I have a data frame with multiple columns that I would like to convert to a .json file. The structure of the .json file should be as such: I want to use one column as an 'identifier' column, where the values serve as keys for a dictionary. All values in this column are unique. All other columns should be represented as key-value-mappings for each unique value of the identifier column in the order of appearance. I am also looking for a function to reproduce the data frame based on this .json file.
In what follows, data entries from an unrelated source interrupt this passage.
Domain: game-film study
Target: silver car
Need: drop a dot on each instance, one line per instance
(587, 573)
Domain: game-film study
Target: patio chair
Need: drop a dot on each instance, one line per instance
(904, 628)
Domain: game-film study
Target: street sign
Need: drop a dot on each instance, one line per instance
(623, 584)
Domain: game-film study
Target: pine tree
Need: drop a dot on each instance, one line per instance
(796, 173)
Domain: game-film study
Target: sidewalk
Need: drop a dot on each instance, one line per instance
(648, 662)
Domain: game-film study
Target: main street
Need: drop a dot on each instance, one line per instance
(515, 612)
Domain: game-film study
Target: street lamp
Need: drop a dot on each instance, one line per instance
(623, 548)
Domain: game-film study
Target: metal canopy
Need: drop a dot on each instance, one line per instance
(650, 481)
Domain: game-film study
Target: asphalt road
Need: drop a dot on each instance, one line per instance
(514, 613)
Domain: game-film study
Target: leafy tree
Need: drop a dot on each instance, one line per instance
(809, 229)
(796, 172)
Here's an example code that produces a dummy data frame:
import numpy as np
import pandas as pd
data_dictionary = {'col_1':[np.nan,np.nan,np.nan,np.nan],
'col_2':[np.nan,1,np.nan,1],
'col_3':['a','b','c','d'],
'col_4':['description of a','description of b','description of c','description of d']}
df = pd.DataFrame(data_dictionary)
which gives:
col_1 col_2 col_3 col_4
0 NaN NaN a description of a
1 NaN 1.0 b description of b
2 NaN NaN c description of c
3 NaN 1.0 d description of d
And this is how the .json file should look like (using col_3 as identifier column):
{
"col_3": {
"a": {
"col_1": null,
"col_2": null,
"col_4": "description of a"
},
"b": {
"col_1": null,
"col_2": 1,
"col_4": "description of b"
},
"c": {
"col_1": null,
"col_2": null,
"col_4": "description of c"
},
"d": {
"col_1": null,
"col_2": 1,
"col_4": "description of d"
}
}
}
df.set_index('col_3').to_json(orient='index')almost solve your problem.